Die Hohepriester benutzten die Pyramiden als Einweihungstempel,

denn die Energien in den Pyramiden waren derart gross, dass die Benutzung bei

Meditation die Schüler in andere Bewusstseins-Dimensionen versetzt wurden.

Der Schüler wurde samt seinen physischen Körper und seinen Sinnen

in eine höhere Welt versetzt. Er konnte dadurch die geistige Welt wahrnehmen.

Die Pyramiden wurden auch als natürliche Dimensionstore

für die Eingänge in die innere Erde benutzt.

So wie es eine äussere Welt gibt, gibt es in der Polarität bedingt

auch eine innere Welt.

"Wie im Grossen, so im Kleinen." - Hermes Trismegistus

Alles im Weltraum ist also nach dem gleichen Organisationsschema aufgebaut.

So könnte man sagen: die Erde ist wie ein riesiges Atom.

Innen hohl mit einem Kern, der eine innere Sonne darstellt. 

Nach Atlantis wussten nur noch einige Naturvölker, wie die Indios am Amazonas

oder die Hopis in Nordamerika, von den Eingängen zu riesigen unterirdischen

Städten. Andere Wissenschaftler forschten schon im letzten Jahrhundert

nach den Polöffnungen. Demnach soll der Südpol das Kopf-Chakra der Erde

sein und eine riesige Öffnung haben.

Der Nordpol soll das Wurzel-Chakra sein.

Die erste Expedition war von Admiral Richard Byrd vor dem 2. Weltkrieg.

Die zweite war von dem Geheimbund Thule-Gesellschaft,

die hinter den Nazis die Fäden zog. So wie die berühmte Akakor-Expedition.

Admiral Byrds letzte Expedition, die Operation Highjump (1946–1947),

war die bis dahin größte in der Geschichte der Antarktis und zugleich

ein Manöver der US Navy mit 4.700 Mann und 13 Kriegsschiffen,

das der Erforschung und Kartographierung von Teilen der Antarktis zu

militärischen Zwecken dienen sollte, jedoch vorzeitig unter Verlust

mehrerer mitgeführter Flugzeuge abgebrochen wurde. 

"Wir haben in unseren volkstümlichen Geschichten eine Anthropologie oder

Kosmologie, die die Menschen dieses Planeten mit anderen Welten verbinden.",

sagt Prof. Jim Hurtak.

Die Nazis waren aufgrund der geheimen esoterischen Orden besser informiert

und hatten genaue Kenntnisse über die verlorengegangenen Städte

Agharti und Shambala.

Sie suchten mit vielen Expeditionsgruppen nach den Eingängen zur inneren Welt.

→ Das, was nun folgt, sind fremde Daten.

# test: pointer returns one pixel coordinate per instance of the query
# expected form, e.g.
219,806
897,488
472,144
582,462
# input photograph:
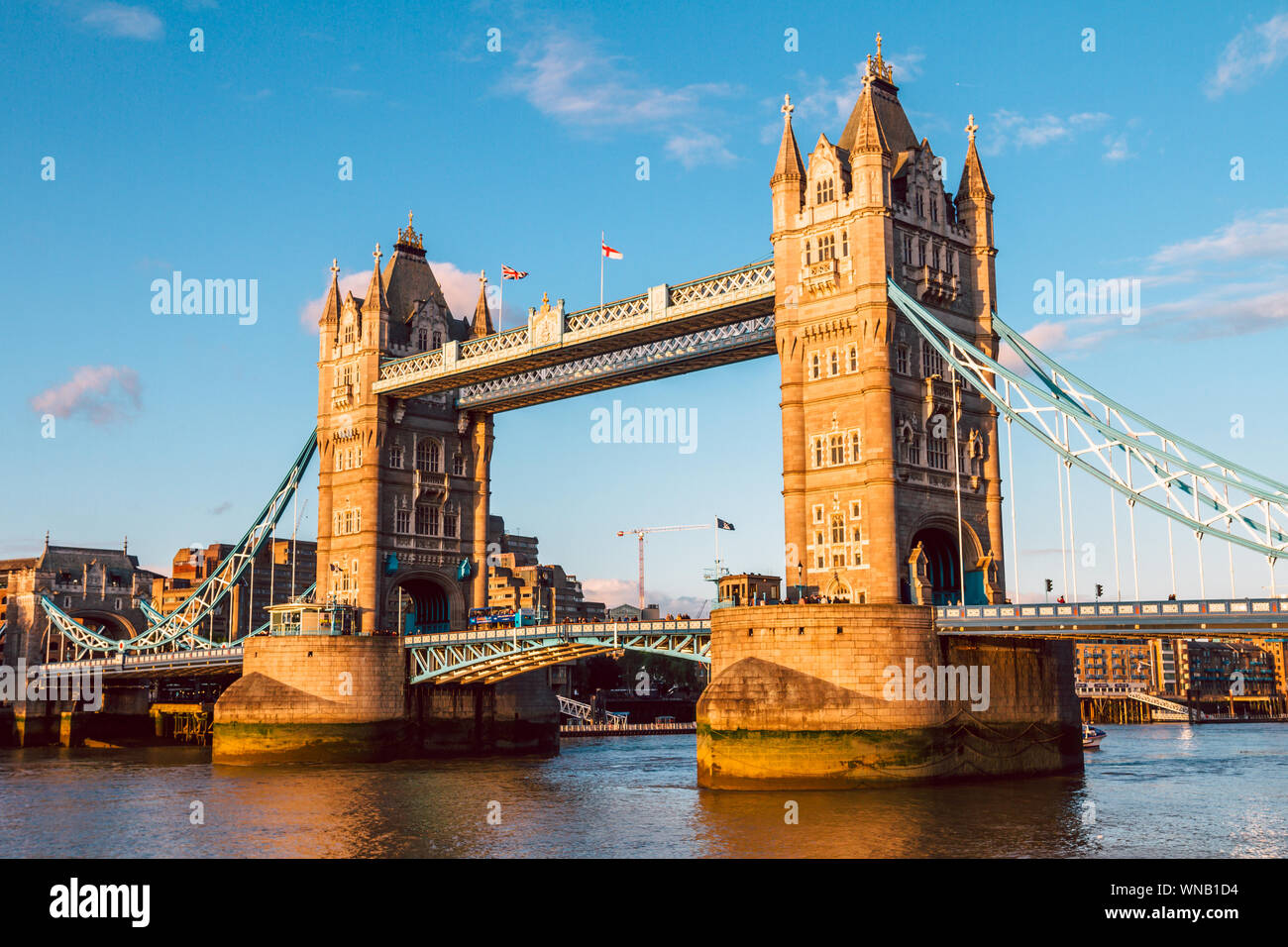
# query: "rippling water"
1150,791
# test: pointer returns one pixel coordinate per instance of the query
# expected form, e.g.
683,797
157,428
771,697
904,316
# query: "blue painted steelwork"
1258,504
178,628
198,661
477,656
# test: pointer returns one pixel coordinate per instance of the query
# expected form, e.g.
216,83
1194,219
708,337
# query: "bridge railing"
589,629
657,304
1167,609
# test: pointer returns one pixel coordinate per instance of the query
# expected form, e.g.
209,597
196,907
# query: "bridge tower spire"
399,504
871,467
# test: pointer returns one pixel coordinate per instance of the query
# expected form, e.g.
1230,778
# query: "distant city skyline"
1150,157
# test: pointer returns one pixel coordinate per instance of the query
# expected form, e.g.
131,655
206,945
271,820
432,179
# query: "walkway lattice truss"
485,657
608,365
1141,460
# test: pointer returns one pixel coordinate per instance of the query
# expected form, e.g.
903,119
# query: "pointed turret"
789,182
883,99
973,184
789,166
375,300
975,213
482,318
331,308
868,137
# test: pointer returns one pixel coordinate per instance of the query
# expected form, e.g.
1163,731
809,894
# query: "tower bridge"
880,300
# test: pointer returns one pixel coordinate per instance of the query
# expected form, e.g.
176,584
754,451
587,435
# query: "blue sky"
223,163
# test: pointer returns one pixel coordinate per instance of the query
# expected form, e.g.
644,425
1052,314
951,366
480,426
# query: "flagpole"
717,556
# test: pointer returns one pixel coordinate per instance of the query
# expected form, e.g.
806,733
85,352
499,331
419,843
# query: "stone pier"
519,715
799,698
314,698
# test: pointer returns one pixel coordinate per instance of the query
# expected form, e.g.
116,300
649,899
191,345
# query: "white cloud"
117,20
104,393
575,81
1012,129
462,289
1262,236
1256,52
1234,279
698,149
1116,147
618,591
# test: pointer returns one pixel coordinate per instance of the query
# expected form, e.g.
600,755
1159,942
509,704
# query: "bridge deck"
668,330
1170,618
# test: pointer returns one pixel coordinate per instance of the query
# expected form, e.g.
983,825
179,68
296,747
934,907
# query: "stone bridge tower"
403,482
870,449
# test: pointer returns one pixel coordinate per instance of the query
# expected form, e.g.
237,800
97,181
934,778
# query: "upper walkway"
669,330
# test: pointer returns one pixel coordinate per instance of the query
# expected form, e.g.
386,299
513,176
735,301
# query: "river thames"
1150,791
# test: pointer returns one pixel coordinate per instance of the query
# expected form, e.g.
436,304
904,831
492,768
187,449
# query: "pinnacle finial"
408,239
879,68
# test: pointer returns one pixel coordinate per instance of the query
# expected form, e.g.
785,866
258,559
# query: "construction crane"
640,534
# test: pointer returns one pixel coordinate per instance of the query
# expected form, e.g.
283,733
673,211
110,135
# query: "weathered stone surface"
797,701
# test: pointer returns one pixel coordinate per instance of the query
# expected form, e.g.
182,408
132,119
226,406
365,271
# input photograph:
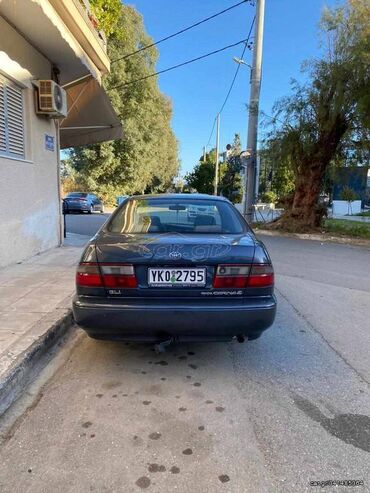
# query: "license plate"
177,277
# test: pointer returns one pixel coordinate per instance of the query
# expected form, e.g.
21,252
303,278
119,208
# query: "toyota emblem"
175,255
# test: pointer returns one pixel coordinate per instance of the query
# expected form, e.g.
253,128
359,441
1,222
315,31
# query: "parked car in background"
82,202
194,210
151,274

Einige Zusammenhänge der Esoteriker des 19. Jahrhunderts und des späteren

Dritten Reichs liegen heute unter dem Schleier der Vergangenheit.

So lassen sich nur vereinzelt Zusammenhänge aufdecken.

Adolf Hitler verbrachte viel Zeit mit dem Esoteriker Dietrich Eckardt,

der in dieser Mystik eingeweiht war.

Beide waren Anhänger der Hohlwelt-Theorie von Hans Hürbinger.

Eckardt war derjenige, der Hitlers Gedankengut entscheidend formte.

So führte Eckardt ihn zur medialen Ausbildung und zeigte ihm,

wie er medial Kontakt aufnehmen konnte mit der geistigen Welt,

mit den germanischen Gottheiten und dem Urvolk der Agharta.

So wurde aus dem Führer ein Geführter, der mit der geistigen Welt und

den Meistern aus Agharta kommunizierte.

Erst als Hitler diese Medialität voll entwickelt hatte, propagierte Eckardt

den Führergedanken bei der Thule-Gesellschaft und

den völkischen Esoterikerkreisen.

Die "Vril-Gesellschaft" beschäftigte sich mit der verlorengegangenen Technik

der Götter und deren Antriebskraft "Vril".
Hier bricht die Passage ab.